Yo había estado trabajando incansablemente para resolver el problema del envenenamiento por plata entre los hombres lobo, y él admiraba mis habilidades en investigación farmacéutica, por lo que me había invitado varias veces a unirme a su manada como la Jefa de los Sanadores. Sin embargo, el proyecto contra el envenenamiento por plata era demasiado importante y los descubrimientos de la investigación no podían filtrarse, así que requería de un aislamiento total del mundo exterior, durante al menos quince años; por eso había rechazado la oferta tantas veces antes.

No obstante, esta vez fue diferente, había aceptado porque no me quedaba nada ni nadie por lo que valiera la pena quedarse.

Su auto esperaba bajo la lluvia torrencial. Sin preguntar, tomó mi equipaje y lo colocó en el maletero.

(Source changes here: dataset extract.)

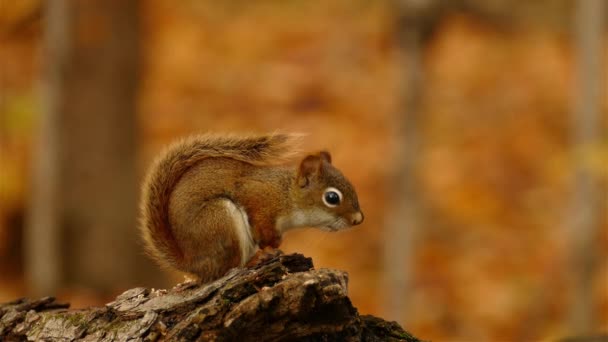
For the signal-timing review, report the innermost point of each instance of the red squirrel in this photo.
(210, 202)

La risa fría de Ricardo llegó desde atrás.

—¿Te vas tan rápido? Veo que ya encontraste una protección poderosa.

«Debió haberme seguido para presenciar mi miseria.»

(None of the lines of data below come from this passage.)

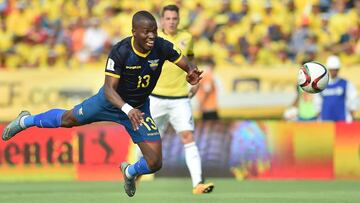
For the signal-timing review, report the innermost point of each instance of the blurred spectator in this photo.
(245, 31)
(95, 41)
(207, 93)
(338, 101)
(303, 107)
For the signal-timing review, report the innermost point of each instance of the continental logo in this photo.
(133, 67)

Derek notó mi estado lamentable y me preguntó con enojo:

—¿Por qué sigues considerándolos tus hermanos? De todas formas, en unos días te irás…

—¡Alfa! —lo interrumpí, bruscamente.

Derek guardó silencio de inmediato, abrió la puerta del auto y me empujó con firmeza hacia dentro.

Por el rabillo del ojo vi cómo el rostro de Ricardo se ensombrecía al instante.

—¿Qué estás insinuando, Derek?

—¿Qué insinúo? En unos días lo descubrirás —respondió Derek con desdén.

El corazón se me subió a la garganta, mientras que Ricardo quedó paralizado, como si no pudiera procesar lo que sucedía. Tras un largo instante, cuando el auto estaba a punto de partir, corrió para abrir mi puerta, pero Derek ya había entrado y cerró rápidamente el vehículo con llave.

A través de la ventana y las cortinas de lluvia, apenas pude distinguir los labios de Ricardo formando las palabras:

—Ámbar, ¡baja del auto!

Su expresión era de enojo, pero también estaba mezclada con algo más, algo inusual que no supe identificar. No pude entenderlo, solo sabía que, para entonces, mi partida probablemente les sería indiferente, tanto para Alex como para él.

Cerré los ojos, negándome a mirarlo de nuevo.

Mientras el auto se alejaba, el espejo retrovisor mostró a Ricardo todavía allí, inmóvil bajo la lluvia.

Derek siguió refunfuñando con enojo:

—Estás herida y te echan a la intemperie bajo este aguacero. Realmente, no entiendo por qué regresaste, solo para que te trataran así.

Me giré para mirar la lluvia torrencial a través de la ventana.

Tras un largo silencio, comenté suavemente:

—Antes eran muy buenos conmigo.

Derek no me creyó. Lo había conocido en la universidad; por lo que nunca vio cómo Alex y Ricardo me cuidaron alguna vez.

Mis ojos se humedecieron, y repetí con sinceridad:

—De verdad. Alguna vez fueron muy, muy buenos conmigo.